これ、歯磨き粉じゃなくて「バッテリー」(開発中)。可能性、無限大っぽそう

Image: Thor Balkhed

現代社会を支えているのは何か。それはSNSでもスマホでもスマートリングでもなく、バッテリーです。どんなガジェットも充電切れたらただの石ですから、バッテリーがあってこそです。

このバッテリー、今は硬いブロックのようですが、もしふにゃふにゃに柔らかいバッテリーができたらどうなるでしょう。バッテリー必要不可欠のガジェット業界に大変革が起きるかもしれません。

スウェーデンの研究機関が研究開発を進めているのが、そんな液体バッテリー。チューブからでる歯磨き粉くらい柔らかく、好きな形に成形できる液体バッテリーです。

3Dプリンターで好きに形成

バッテリーは、電気機器で最も大きなパーツです。固体でゴツい。これがもし柔軟性のあるものになれば、デザインに制限はなくなります。どんな電子機器にも、今までにない方法で入れこむことができるのです。

そう語るのは、研究チームを率いるリンショーピング大学のAiman Rahmanudin氏。

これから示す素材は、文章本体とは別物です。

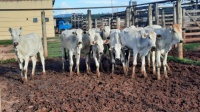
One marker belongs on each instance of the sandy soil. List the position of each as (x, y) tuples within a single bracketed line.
[(118, 93)]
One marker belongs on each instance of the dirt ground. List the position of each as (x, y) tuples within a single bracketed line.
[(118, 93)]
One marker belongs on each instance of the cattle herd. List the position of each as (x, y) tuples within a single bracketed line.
[(148, 41)]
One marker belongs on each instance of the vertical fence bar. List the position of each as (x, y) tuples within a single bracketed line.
[(174, 14), (163, 18), (89, 19), (44, 33), (156, 14), (150, 15), (179, 14), (127, 19), (118, 22)]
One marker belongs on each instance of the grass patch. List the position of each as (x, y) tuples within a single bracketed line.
[(191, 46), (8, 61), (184, 61)]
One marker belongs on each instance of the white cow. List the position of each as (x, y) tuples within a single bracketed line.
[(88, 40), (25, 47), (97, 50), (116, 49), (152, 53), (165, 40), (140, 43), (72, 41)]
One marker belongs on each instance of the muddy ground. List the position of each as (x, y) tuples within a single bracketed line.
[(118, 93)]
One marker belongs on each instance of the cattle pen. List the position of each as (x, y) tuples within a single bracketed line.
[(57, 92)]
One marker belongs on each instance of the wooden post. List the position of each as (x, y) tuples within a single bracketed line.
[(102, 22), (95, 23), (163, 18), (89, 19), (179, 14), (127, 19), (174, 15), (150, 15), (44, 33), (118, 23), (157, 14)]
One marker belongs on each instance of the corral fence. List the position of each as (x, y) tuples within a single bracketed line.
[(139, 15)]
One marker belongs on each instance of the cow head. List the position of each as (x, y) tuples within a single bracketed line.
[(116, 48), (15, 34), (177, 33), (106, 32), (152, 37)]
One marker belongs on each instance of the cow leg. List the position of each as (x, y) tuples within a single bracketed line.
[(149, 59), (113, 63), (123, 62), (96, 63), (134, 63), (63, 59), (143, 69), (77, 63), (26, 69), (153, 62), (43, 61), (87, 63), (165, 65), (71, 63), (20, 61), (158, 64), (34, 64)]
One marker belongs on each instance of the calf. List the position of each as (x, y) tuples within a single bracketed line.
[(140, 43), (97, 50), (88, 40), (165, 40), (72, 41), (25, 47), (116, 49)]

電池には2種類の金属、プラス極とマイナス極があり、化学反応によってプラスからマイナスに電子が移動し、電気エネルギーを作ります。バッテリーが大きくなると生み出す電気も増えますが、その分物理的に大きい電極が必要になるので、結果バッテリーそのものが分厚くなってしまいます。

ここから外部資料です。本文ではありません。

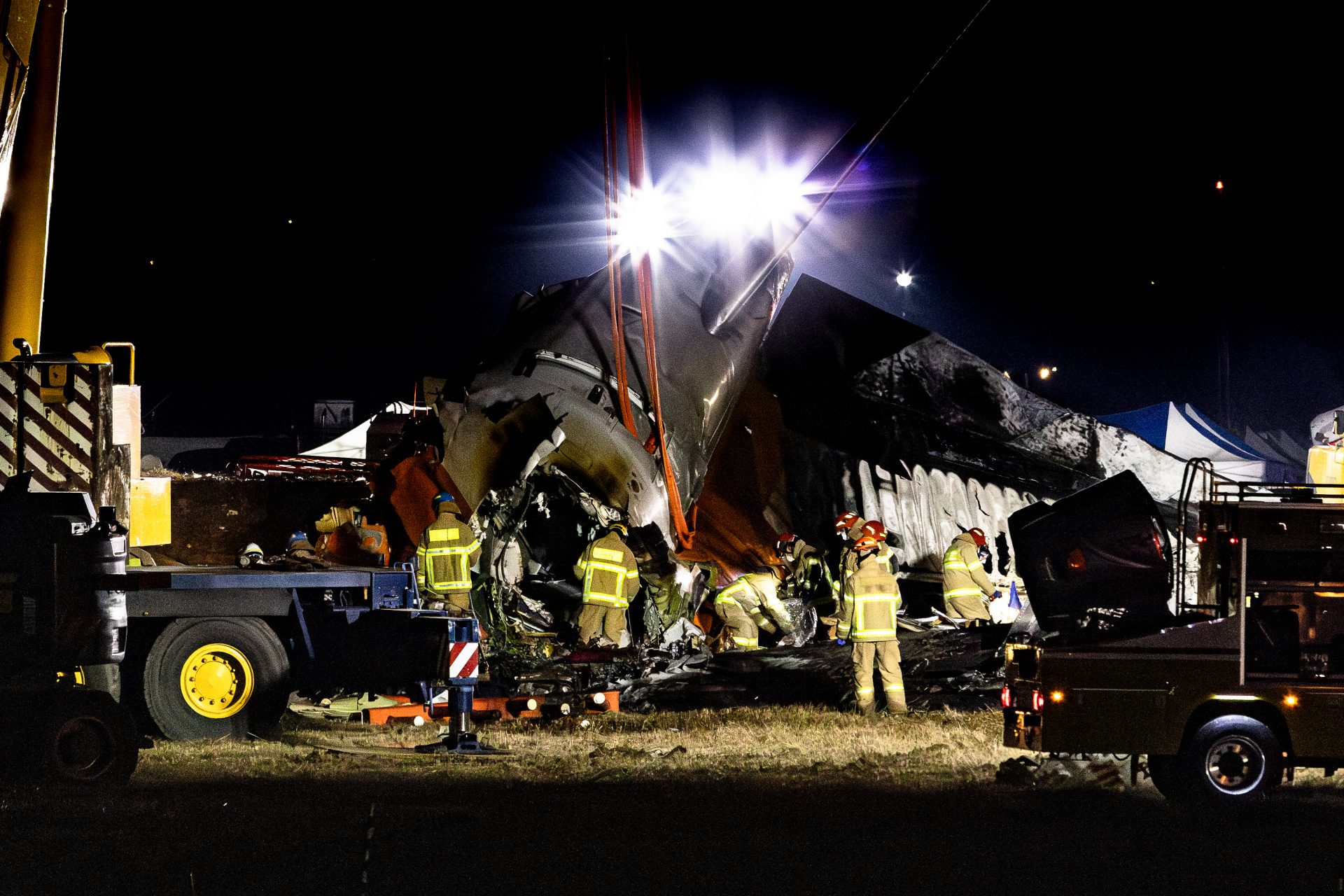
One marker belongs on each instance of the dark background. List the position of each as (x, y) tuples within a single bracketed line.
[(340, 199)]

今までも液状バッテリーは研究されてきましたが、特殊な素材や開発プロセスが必要で、実用化が難しかったというRahmanudin氏。今回研究しているのは液状素材を使うのではなく、電極を液体状にする手法。通電性のあるプラスティック(複合ポリマーとリグニン)を活用し、柔らかいバッテリーを開発しました。

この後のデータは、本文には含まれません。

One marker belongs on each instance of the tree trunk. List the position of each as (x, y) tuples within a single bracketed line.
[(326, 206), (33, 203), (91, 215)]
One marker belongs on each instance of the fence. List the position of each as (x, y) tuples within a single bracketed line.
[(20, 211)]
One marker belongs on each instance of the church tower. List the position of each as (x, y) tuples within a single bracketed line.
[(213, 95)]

結果、500回以上も充電が可能で、伸縮性も十分、素の状態から2倍にまで伸びるバッテリーが完成。その柔軟性を利用し、3Dプリンターを使って好きな形に成形することができます。

また、素材のリグニンは紙の製造過程でできる副産物であり、これを価値の高いバッテリーとして再利用することで、原料が豊富なだけでなくサステナブルなバッテリーとしても魅力的だといいます。

Image: Thor Balkhed

歯磨き粉みたいなバッテリーが完成したものの、現時点では弱点が。それは電圧が弱いこと。

「このコンセプトが可能だと示すことはできました。次は性能です。今のところ電圧は0.9ボルトほどしかありません」と語るRahmanudin氏。研究開発チームは、今後、電極の電圧を上げられるようプロジェクトを進めていく方針で、他の化合物を試していく予定だとのこと。

ちなみに、単3電池の電圧が一般的には1.5ボルト、スマホのバッテリーの多くは3.7から4.2ボルトです。

論文はScienceに掲載されています。

柔らかいバッテリーがあれば、昨今加熱する薄いスマートフォンもより簡単により薄型化するかもしれませんね。